Canada and Australia can be viewed as something like strategic cousins: similar in many respects but not necessarily that close or familiar with each other. That closeness has ebbed and flowed over time; is it about to ebb once again?
A diplomatic vacancy is appearing on the horizon. The current Australian High Commissioner in Canada, Her Excellency Natasha Smith, ends her term in early 2022, at which point a timely opportunity to deepen cooperation between the two middle powers will present itself.
Canadian-Australian cooperation has proceeded unevenly over time, but as mentioned above, they share many similarities. The nations are both bicameral federal parliamentary democratic New World countries with comparable histories and many points of worthy comparison. They are partners in the Five Eyes intelligence arrangements, which implies a range of modest and discrete but significant ties. Diplomatically, at times they have been competitors, particularly over trade, as both have similar export-focused economies.
In security terms, though, Australia and Canada are traditional and close partners, a history that ranges from sharing battle honors under generals Monash and Currie during the breakthrough Battle of Amiens on August 8, 1918 – the so-called Black Day of the German Army – to sharing the travails of captivity during the Pacific War, Australians largely in Singapore’s prisons and Canadians in Hong Kong’s. It also includes operating alongside one another in the Korean War, on numerous global peacekeeping and humanitarian assistance missions, and again in Afghanistan after 2001.

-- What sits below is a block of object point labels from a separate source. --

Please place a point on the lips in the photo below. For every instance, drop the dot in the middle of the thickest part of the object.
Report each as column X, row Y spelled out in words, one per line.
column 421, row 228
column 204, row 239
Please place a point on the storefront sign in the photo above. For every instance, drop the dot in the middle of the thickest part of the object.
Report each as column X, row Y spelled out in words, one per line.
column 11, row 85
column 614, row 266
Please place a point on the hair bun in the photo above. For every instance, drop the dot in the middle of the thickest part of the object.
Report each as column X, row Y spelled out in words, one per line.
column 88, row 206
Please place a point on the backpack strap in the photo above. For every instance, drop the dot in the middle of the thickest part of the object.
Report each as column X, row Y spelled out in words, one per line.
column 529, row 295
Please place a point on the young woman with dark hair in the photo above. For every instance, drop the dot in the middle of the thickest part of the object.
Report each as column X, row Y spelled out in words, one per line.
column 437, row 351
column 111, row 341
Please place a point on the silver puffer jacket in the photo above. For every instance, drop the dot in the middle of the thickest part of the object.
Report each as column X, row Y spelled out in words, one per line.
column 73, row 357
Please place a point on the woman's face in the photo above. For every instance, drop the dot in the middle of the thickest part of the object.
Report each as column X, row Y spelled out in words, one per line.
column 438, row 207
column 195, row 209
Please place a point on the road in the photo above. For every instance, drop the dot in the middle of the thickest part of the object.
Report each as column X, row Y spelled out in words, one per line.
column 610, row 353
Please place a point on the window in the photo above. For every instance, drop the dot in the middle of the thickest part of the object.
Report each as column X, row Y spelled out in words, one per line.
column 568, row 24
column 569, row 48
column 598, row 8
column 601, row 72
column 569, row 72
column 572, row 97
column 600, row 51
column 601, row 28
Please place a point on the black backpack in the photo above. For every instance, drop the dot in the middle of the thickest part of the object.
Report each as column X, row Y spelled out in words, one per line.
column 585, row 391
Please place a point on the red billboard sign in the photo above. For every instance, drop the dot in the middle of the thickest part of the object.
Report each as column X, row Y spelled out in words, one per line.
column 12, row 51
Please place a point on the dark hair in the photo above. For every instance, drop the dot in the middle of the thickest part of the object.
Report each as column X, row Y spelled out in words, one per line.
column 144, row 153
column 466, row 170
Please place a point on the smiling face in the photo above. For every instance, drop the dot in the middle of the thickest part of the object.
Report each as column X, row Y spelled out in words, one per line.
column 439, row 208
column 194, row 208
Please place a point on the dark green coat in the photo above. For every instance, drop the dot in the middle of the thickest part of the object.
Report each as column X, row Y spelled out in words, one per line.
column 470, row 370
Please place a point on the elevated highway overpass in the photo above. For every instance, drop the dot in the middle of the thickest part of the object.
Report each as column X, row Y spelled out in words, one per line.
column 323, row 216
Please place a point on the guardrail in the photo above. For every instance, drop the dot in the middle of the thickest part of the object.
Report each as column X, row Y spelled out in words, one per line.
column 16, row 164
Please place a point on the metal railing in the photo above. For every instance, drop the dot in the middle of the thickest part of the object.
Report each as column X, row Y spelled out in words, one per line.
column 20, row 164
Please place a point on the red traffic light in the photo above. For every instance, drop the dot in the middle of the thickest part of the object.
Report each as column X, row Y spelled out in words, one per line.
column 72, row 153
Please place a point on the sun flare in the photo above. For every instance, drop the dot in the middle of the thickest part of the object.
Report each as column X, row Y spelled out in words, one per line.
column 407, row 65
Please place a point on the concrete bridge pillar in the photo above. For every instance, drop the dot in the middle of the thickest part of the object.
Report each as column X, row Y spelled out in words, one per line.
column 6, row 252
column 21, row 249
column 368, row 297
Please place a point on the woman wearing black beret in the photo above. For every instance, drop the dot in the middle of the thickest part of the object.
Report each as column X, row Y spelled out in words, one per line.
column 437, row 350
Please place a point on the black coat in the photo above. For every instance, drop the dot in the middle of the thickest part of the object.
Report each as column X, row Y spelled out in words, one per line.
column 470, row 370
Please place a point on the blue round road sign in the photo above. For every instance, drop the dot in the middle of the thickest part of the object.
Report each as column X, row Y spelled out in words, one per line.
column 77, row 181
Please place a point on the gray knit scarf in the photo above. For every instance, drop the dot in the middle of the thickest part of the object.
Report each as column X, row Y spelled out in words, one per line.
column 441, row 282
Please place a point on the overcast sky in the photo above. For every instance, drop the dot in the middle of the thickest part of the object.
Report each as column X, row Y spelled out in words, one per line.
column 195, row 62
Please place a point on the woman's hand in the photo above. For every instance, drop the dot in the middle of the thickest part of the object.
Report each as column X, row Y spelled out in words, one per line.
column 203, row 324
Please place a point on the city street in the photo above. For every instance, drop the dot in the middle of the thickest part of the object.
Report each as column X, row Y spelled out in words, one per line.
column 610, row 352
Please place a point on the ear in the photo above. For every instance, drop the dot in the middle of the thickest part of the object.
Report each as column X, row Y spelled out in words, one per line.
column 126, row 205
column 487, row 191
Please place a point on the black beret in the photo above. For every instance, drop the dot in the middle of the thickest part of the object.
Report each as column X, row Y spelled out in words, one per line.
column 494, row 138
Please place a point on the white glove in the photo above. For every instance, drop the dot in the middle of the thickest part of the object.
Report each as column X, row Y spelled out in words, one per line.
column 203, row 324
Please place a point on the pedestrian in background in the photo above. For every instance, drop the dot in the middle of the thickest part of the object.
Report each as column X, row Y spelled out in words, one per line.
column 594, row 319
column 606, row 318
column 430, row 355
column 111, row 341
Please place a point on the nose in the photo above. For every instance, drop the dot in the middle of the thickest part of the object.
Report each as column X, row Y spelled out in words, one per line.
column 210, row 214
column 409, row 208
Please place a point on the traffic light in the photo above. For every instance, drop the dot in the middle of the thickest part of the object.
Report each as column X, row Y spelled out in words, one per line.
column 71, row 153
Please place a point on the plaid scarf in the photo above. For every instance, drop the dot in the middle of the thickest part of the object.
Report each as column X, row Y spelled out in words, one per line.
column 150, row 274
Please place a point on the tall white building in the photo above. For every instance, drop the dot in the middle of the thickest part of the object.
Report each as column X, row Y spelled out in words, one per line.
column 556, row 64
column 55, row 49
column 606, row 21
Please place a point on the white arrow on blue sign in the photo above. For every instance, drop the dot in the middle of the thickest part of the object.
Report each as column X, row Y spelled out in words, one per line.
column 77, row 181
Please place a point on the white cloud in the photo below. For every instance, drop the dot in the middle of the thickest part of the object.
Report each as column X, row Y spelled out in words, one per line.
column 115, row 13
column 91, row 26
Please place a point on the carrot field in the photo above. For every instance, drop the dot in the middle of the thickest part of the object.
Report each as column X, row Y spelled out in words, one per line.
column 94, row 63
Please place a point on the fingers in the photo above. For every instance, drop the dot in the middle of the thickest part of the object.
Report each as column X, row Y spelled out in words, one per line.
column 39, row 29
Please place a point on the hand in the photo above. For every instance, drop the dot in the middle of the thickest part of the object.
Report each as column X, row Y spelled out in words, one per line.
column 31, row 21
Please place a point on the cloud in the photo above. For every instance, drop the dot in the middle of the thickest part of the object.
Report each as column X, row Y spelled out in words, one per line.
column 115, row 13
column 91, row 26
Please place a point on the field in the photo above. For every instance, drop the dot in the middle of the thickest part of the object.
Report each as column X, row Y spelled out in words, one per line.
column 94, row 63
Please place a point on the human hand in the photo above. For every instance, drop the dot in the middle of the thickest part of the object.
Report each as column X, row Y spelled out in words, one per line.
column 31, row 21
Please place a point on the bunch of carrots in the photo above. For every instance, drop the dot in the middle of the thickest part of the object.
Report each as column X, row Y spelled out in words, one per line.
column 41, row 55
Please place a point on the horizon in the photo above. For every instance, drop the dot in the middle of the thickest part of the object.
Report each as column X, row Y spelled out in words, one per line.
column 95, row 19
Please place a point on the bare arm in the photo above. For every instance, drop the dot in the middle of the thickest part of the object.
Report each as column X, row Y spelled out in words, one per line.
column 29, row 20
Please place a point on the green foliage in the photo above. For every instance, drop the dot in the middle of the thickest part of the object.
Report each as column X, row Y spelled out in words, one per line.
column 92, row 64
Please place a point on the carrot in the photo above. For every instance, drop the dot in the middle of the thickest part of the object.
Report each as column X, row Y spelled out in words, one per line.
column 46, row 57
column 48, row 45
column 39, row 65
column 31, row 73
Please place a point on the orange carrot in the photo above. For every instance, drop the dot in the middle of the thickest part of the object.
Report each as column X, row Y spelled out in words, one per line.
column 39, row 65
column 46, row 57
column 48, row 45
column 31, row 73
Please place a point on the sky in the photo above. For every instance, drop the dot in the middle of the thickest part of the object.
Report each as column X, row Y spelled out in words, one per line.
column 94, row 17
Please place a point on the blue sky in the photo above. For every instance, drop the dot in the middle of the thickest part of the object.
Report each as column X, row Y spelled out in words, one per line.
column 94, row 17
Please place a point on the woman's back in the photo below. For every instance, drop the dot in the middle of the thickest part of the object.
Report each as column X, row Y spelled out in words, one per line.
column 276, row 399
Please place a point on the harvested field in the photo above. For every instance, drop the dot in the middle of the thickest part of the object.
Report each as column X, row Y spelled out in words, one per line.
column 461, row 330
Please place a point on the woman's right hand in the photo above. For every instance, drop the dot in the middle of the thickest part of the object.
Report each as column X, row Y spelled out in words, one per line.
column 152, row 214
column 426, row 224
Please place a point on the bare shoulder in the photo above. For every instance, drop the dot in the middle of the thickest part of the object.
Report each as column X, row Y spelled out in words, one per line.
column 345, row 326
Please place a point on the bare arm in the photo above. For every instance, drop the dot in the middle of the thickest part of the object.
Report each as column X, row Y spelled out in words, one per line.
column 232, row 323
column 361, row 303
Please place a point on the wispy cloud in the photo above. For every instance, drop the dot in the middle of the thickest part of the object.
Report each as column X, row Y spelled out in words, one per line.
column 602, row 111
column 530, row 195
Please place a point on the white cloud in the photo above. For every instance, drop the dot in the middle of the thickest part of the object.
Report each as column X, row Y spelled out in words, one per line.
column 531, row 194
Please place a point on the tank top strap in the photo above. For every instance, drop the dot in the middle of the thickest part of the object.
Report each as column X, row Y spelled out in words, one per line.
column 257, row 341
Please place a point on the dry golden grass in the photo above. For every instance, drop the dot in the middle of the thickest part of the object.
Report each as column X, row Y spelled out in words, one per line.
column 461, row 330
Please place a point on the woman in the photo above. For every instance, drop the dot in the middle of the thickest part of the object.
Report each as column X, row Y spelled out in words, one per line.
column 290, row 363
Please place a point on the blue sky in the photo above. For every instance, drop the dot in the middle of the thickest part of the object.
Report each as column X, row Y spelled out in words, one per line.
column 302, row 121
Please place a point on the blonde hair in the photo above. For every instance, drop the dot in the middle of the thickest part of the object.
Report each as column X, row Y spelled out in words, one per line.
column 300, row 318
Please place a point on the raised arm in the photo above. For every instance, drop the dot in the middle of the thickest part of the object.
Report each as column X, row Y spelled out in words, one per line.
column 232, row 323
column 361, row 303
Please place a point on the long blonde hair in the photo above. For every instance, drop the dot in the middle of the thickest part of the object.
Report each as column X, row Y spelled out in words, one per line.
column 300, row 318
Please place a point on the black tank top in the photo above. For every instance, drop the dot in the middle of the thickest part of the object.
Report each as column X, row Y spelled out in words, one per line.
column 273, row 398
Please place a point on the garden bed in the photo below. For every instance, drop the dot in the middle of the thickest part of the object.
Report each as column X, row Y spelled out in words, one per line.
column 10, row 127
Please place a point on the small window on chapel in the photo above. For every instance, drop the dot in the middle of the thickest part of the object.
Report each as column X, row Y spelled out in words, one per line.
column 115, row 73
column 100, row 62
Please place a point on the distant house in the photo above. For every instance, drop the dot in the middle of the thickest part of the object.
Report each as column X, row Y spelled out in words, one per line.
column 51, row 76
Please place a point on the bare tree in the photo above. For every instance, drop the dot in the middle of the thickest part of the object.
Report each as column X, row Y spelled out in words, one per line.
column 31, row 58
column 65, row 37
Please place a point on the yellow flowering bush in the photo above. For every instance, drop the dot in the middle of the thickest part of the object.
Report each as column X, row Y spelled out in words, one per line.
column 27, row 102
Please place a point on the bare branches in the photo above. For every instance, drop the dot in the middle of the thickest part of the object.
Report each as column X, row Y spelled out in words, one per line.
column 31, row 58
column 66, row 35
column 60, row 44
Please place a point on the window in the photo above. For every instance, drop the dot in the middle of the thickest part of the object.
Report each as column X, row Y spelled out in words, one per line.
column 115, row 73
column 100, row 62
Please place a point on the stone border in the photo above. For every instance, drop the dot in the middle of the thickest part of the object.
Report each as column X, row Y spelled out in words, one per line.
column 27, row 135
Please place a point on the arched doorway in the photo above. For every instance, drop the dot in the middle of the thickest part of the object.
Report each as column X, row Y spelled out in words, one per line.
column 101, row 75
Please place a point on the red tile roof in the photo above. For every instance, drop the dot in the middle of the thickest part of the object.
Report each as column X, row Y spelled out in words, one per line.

Those times are behind us now. One might argue that we should not let sentimental reflection over shared past travails drive future policy decisions today. But with the post-Cold War unipolar moment having passed, these two remarkably similar New World democracies face similar challenges and difficult choices. Formulating responses to the issues relating to great power contestation, looming environmental catastrophe, and a full spectrum of governance challenges warrant closer collaboration between these two broadly like-minded liberal democracies and free market economies.
The United States’ transactional retreat from ideational leadership in recent years has made middle powers like Australia and Canada worried and vulnerable. Such countries rely on the international institutions that the previous U.S. administration denigrated and walked away from, and with which the Biden administration remains inconsistently engaged: the Comprehensive and Progressive Agreement for Trans-Pacific Partnership trade pact being a prime example. Today, what these nations face is not so much a new Cold War as a more complicated strategic environment that, depending on the issue and the time, fluctuates between cooperation, competition, contestation, and conflict.
As readers will be aware, Beijing has been acting along the contestation and conflict end of that spectrum and has reserved some of its harshest treatment for Australia, with unilateral trade strikes, the arbitrary arrest of Australian citizens, and ham-fisted attempts to sway Australian public opinion, all of which have seen the Canberra-Beijing relationship enter a deep freeze.
Similarly, the Trudeau government has had its feet held to the fire by Beijing in recent years. So much so, it featured as a prominent issue at this year’s election. The latest episode concluded with the release of Canadians Michael Kovrig and Michael Spavor after their imprisonment for more than 1,000 days, ostensibly in exchange for “Huawei princess” Meng Wanzhou.
While some have argued that Meng’s release is a “significant move and symbolizes a new beginning for China and the U.S.,” this is very wrong. Such a period defined by quid pro quo deals would represent dark days for middle powers like Australia and Canada.
There is a reason why Beijing prefers bilateral negotiations: its size and power places it in a position of greater power. If isolated, both Australia and Canada stand to lose. Their mutual ally, the U.S., recognizes this reality. Secretary of State Antony Blinken told the media earlier this year that “the U.S. will not leave Australia alone on the field in the face of economic coercion by China.”
Both Australia and Canada will benefit from greater synergy across a range of foreign policy issues. Collective resistance is the core way that middle powers can resist Beijing’s growing belligerence.
It is for these reasons that the next appointment in Ottawa is vitally important for deepening cooperation in a way not seen in decades. Therefore, it should not be a surprise if a less traditional appointee is being considered in order to strengthen political ties. Prime Minister Scott Morrison’s government has not been shy of making political appointees, and Senator Scott Ryan’s name has been rumored for the post. While political appointments have been criticized by some, the counter-argument is that former politicians provide unique capabilities that can be valuable in a changing diplomatic landscape that places a growing emphasis on an ability to have immediate and high-level access at home and abroad.
Frances Adamson, the former secretary of the Department of Foreign Affairs and Trade (DFAT), once stated that Australia is a “top ten diplomatic service.” Whoever is Australia’s next high commissioner in Ottawa, they will be supported by some of Australia’s best and brightest and the immediate priority should be how to deepen the relationship between the two nations. The mutual spectrum of challenges should provide a firm basis for commonality, ensuring that Australia’s mission in Ottawa captures increasing amounts of attention back in Canberra.